CD44 is a cell surface transmembrane glycoprotein involved in cell adhesion and migration, and also the regulation of numerous intracellular signalling events. As well as the ubiquitously expressed standard form, alternative splicing and post-translational modification give rise to numerous variant isoforms. Altered expression of CD44 occurs in cancer, particularly in association with invasion and metastasis. More recently the molecule has received considerable attention as a potential marker of cancer stem cells (CSC). The CD44+ fraction of numerous tumours has been reported to demonstrate enhanced tumourigenic potential and the ability to recapitulate the parental tumour. Blockade of CD44 may therefore represent a means of eliminating the putative tumour-propagating CSC fraction of some tumours.

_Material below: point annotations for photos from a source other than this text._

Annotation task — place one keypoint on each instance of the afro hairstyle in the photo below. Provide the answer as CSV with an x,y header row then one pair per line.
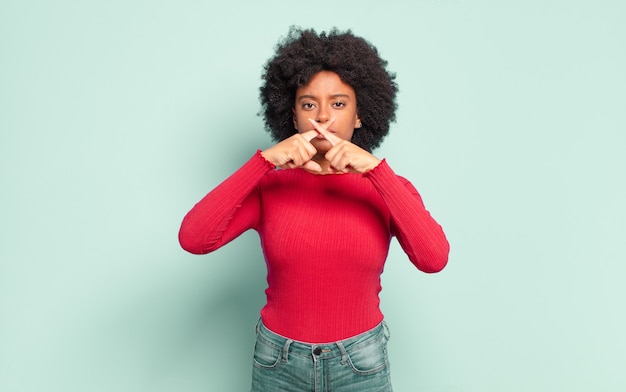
x,y
302,54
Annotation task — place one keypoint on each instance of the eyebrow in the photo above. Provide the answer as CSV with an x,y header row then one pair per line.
x,y
307,96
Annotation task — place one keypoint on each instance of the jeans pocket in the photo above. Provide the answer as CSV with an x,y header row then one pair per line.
x,y
369,359
266,355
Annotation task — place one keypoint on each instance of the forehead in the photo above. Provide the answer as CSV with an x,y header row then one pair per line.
x,y
325,83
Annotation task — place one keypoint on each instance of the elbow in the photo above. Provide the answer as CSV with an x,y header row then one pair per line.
x,y
191,242
434,262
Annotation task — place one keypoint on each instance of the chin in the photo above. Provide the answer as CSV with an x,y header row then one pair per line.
x,y
322,146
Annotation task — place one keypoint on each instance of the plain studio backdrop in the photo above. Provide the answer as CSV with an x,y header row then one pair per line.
x,y
117,116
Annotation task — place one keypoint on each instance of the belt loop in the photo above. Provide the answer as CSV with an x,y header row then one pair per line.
x,y
386,330
286,349
344,353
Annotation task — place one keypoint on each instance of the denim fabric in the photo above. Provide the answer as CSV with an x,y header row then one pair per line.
x,y
356,364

However, CD44 is not a universal marker of CSC. More fundamentally, some evidence suggests that the CD44+ CSC phenotype could be unstable, or even acquired by cells within the CD44 fraction, questioning the concept of CD44+ cancer cells existing at the apex of a unidirectional developmental hierarchy. Moreover, any notion of targetting CD44 will be complicated by its widespread expression on normal cells. Thus, although many features of CD44 make it an attractive candidate as a CSC marker, there is need for a greater understanding of the significance of expression, and in particular the expression of variant isoforms, in the context of putative cellular hierarchies in cancer.

Keywords

Cancer Stem Cell Clonal Evolution Normal Stem Cell Cancer Stem Cell Marker Cancer Stem Cell Population 
These keywords were added by machine and not by the authors. This process is experimental and the keywords may be updated as the learning algorithm improves.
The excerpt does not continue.